Rep. Greg Hughes (R) Draper, embraces his wife Krista as attorney Thomas Karrenberg (cq) (right) after Rep. Hughes was exonerated by the house Ethics Committee in Salt Lake City, Utah October 17, 2008.
Keith Johnson, Deseret News
As I listened this week to hours of taped testimony of last fall's House Ethics Committee investigation into charges against Rep. Greg Hughes, R-Draper, one thing became quite clear:
The Utah Legislature can't police itself on ethics matters.

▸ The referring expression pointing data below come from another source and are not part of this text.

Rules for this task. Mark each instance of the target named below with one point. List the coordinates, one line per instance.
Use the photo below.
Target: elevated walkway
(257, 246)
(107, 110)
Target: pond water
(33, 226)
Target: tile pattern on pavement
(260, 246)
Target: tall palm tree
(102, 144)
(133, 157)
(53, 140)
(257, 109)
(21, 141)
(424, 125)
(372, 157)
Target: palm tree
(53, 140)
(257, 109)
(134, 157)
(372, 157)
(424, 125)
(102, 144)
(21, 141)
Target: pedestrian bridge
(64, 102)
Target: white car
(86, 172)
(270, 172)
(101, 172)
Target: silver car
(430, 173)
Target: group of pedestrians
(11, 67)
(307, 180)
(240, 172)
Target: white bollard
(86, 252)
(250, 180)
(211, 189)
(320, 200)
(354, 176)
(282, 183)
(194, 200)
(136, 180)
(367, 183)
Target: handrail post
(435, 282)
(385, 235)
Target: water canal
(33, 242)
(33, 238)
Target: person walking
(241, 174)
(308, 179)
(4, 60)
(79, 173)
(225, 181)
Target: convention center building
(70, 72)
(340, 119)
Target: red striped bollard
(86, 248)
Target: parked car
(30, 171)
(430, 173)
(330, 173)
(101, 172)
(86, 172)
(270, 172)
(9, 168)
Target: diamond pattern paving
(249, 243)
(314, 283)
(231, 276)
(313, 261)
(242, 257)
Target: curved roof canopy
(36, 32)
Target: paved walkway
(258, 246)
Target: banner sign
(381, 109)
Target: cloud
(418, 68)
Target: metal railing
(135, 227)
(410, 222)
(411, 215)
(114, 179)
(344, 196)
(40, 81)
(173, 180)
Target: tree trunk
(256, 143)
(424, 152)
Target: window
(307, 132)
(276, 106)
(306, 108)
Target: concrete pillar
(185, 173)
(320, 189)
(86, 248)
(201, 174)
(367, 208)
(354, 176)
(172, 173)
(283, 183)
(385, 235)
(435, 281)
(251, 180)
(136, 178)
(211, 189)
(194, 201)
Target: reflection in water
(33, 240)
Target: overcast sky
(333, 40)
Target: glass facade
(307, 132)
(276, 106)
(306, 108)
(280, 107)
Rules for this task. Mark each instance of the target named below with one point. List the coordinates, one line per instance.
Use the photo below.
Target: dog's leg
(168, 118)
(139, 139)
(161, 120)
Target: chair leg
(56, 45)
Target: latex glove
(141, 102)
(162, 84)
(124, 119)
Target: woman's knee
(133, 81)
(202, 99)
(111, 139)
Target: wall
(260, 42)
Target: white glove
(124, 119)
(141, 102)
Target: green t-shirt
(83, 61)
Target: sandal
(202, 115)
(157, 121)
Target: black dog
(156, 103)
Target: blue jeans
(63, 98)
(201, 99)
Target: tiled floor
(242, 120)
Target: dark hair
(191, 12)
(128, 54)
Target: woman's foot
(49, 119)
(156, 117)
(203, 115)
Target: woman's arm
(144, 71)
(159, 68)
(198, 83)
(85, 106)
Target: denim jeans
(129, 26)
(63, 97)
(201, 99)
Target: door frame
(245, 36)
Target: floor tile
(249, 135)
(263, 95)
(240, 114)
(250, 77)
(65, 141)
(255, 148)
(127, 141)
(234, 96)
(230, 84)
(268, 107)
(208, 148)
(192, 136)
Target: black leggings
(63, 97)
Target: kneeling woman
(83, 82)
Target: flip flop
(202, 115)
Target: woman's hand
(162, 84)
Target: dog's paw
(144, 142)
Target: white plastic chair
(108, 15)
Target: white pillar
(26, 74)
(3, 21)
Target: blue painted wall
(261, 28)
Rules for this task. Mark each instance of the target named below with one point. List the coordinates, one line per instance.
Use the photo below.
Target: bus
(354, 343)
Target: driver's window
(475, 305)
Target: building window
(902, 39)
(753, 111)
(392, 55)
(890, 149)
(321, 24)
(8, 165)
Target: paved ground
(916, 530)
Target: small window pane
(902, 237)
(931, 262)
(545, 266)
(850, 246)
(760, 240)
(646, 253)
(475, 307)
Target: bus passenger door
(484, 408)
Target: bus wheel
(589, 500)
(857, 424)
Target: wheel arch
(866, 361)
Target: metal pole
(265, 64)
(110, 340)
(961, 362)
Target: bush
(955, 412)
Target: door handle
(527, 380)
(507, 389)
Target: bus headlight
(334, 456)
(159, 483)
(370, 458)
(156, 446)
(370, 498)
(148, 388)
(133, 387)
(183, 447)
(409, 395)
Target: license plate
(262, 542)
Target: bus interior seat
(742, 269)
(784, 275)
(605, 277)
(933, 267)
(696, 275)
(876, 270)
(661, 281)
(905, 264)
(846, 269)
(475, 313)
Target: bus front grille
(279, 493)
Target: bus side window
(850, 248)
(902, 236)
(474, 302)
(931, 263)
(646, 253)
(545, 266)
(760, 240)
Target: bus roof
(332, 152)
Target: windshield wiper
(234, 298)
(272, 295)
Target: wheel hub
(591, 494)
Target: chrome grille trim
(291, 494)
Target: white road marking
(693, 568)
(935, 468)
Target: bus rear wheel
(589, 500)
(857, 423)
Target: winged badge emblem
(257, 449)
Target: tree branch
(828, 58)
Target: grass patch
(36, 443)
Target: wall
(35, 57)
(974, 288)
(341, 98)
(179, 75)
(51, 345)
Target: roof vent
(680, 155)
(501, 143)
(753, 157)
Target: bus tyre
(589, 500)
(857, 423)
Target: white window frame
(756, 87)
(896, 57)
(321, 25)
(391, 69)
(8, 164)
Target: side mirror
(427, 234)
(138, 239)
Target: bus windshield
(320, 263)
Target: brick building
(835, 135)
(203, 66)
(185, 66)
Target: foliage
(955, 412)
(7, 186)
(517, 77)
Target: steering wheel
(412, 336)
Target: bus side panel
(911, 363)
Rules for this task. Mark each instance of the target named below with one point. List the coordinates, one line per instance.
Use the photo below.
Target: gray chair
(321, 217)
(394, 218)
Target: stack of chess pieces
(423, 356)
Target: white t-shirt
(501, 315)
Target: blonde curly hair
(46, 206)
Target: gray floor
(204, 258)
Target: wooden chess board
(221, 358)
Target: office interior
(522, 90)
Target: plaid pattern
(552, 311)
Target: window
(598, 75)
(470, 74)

It just won't work, no matter how well-intentioned members of the Ethics Committee may be.
And it appeared, to my reading of the tapes, that some GOP members of the committee (all four have since been replaced by new House leadership) were not that well-intentioned to begin with.
Several of the GOP members of the old Ethics Committee seemed to have their own agenda — showing in their questioning that those who brought the complaint should have made a greater effort to let GOP House leaders deal with Hughes' actions, were trying to defeat Hughes in his re-election, and shouldn't have even brought the complaint unless the complainants themselves believed that Hughes would be found guilty by the Ethics Committee itself.

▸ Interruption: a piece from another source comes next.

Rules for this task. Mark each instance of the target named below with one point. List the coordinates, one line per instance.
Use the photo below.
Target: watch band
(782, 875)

Hughes was cleared of all charges, although on several of the most serious complaints the Ethics Committee vote was 4-4, split along party lines.
It was also clear to me from listening to the tapes that committee members didn't always have a grasp of what they were supposed to ask the witnesses, even of the scope of their investigation.

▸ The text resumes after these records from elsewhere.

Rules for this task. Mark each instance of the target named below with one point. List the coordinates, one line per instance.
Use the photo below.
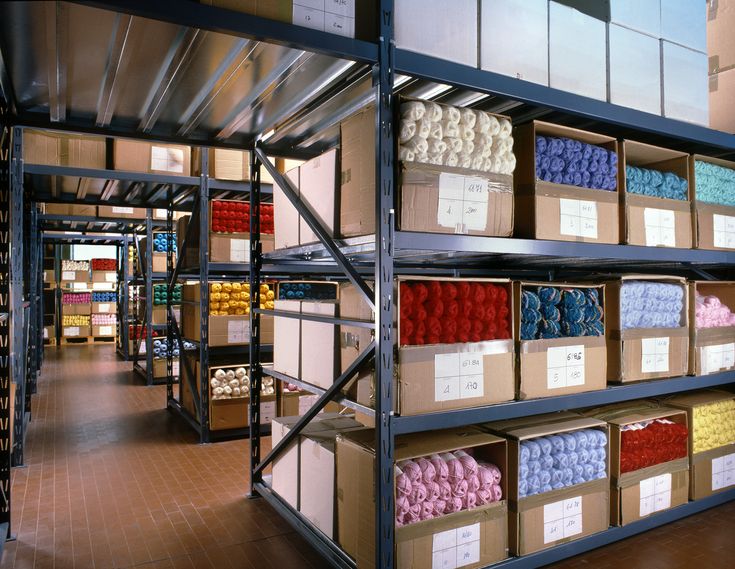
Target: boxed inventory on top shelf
(437, 515)
(649, 464)
(654, 196)
(646, 327)
(712, 326)
(713, 195)
(553, 496)
(560, 330)
(565, 184)
(711, 420)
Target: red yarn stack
(435, 312)
(657, 443)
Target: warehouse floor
(114, 481)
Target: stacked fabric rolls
(649, 182)
(76, 298)
(75, 320)
(433, 486)
(652, 442)
(436, 312)
(713, 425)
(645, 304)
(711, 313)
(559, 461)
(574, 163)
(715, 184)
(553, 312)
(449, 136)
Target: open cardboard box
(538, 364)
(714, 225)
(644, 353)
(485, 528)
(638, 494)
(711, 350)
(647, 220)
(544, 210)
(573, 512)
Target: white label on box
(715, 358)
(578, 218)
(660, 227)
(562, 519)
(723, 471)
(165, 159)
(655, 494)
(456, 547)
(238, 331)
(724, 229)
(240, 250)
(462, 202)
(654, 355)
(564, 367)
(458, 376)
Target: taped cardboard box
(544, 210)
(714, 225)
(560, 516)
(558, 366)
(637, 354)
(711, 350)
(713, 470)
(486, 526)
(647, 220)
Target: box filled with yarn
(558, 479)
(566, 184)
(446, 482)
(560, 335)
(649, 458)
(647, 327)
(713, 195)
(711, 420)
(711, 326)
(654, 196)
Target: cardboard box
(711, 350)
(413, 543)
(640, 493)
(639, 354)
(57, 149)
(713, 470)
(514, 39)
(528, 516)
(714, 225)
(647, 220)
(544, 210)
(539, 371)
(577, 41)
(153, 158)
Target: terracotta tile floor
(112, 480)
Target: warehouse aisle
(114, 481)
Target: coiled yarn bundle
(652, 442)
(433, 486)
(450, 136)
(559, 461)
(649, 182)
(711, 313)
(551, 312)
(715, 184)
(574, 163)
(436, 312)
(645, 304)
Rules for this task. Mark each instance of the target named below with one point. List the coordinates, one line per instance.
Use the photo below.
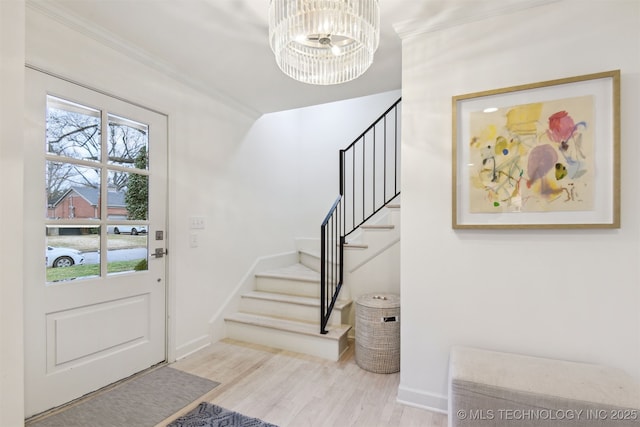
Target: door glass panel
(73, 191)
(128, 142)
(73, 130)
(127, 250)
(127, 239)
(72, 252)
(74, 196)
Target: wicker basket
(378, 333)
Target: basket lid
(379, 300)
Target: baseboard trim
(422, 399)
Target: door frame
(169, 290)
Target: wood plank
(291, 389)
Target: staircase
(282, 312)
(303, 307)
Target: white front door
(95, 202)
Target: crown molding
(125, 47)
(464, 14)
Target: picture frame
(541, 155)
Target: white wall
(257, 184)
(587, 308)
(11, 164)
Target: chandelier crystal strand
(324, 42)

Members kept wandering off into questions that had nothing to do with the facts alleged in the complaints — looking for personal motives of those who brought the complaint and so on.
In short, the whole ethics complaint process that took place behind closed doors seemed kind of a mess, the tapes tell me.
At one point, Rep. Steve Clark, R-Provo, a committee member, asked Rep. Paul Ray, R-Clearfield, which "representative" of Parents for Choice in Education had offered to pay Ray a "substantial" sum of campaign cash if Ray would switch his vote on private school vouchers. Seemed like a pretty important question to me.
Ray declined to answer, saying he was there only to talk about Hughes, and Hughes never made that offer to him.
But after talking with committee counsel, Chairman Todd Kiser, R-Sandy, said such a question was outside the scope of the committee. So Ray didn't name the person.
I asked Ray this week if he would name that person, and he again declined, saying it was a private conversation, his word against the lobbyist's word, and he didn't want to get into that.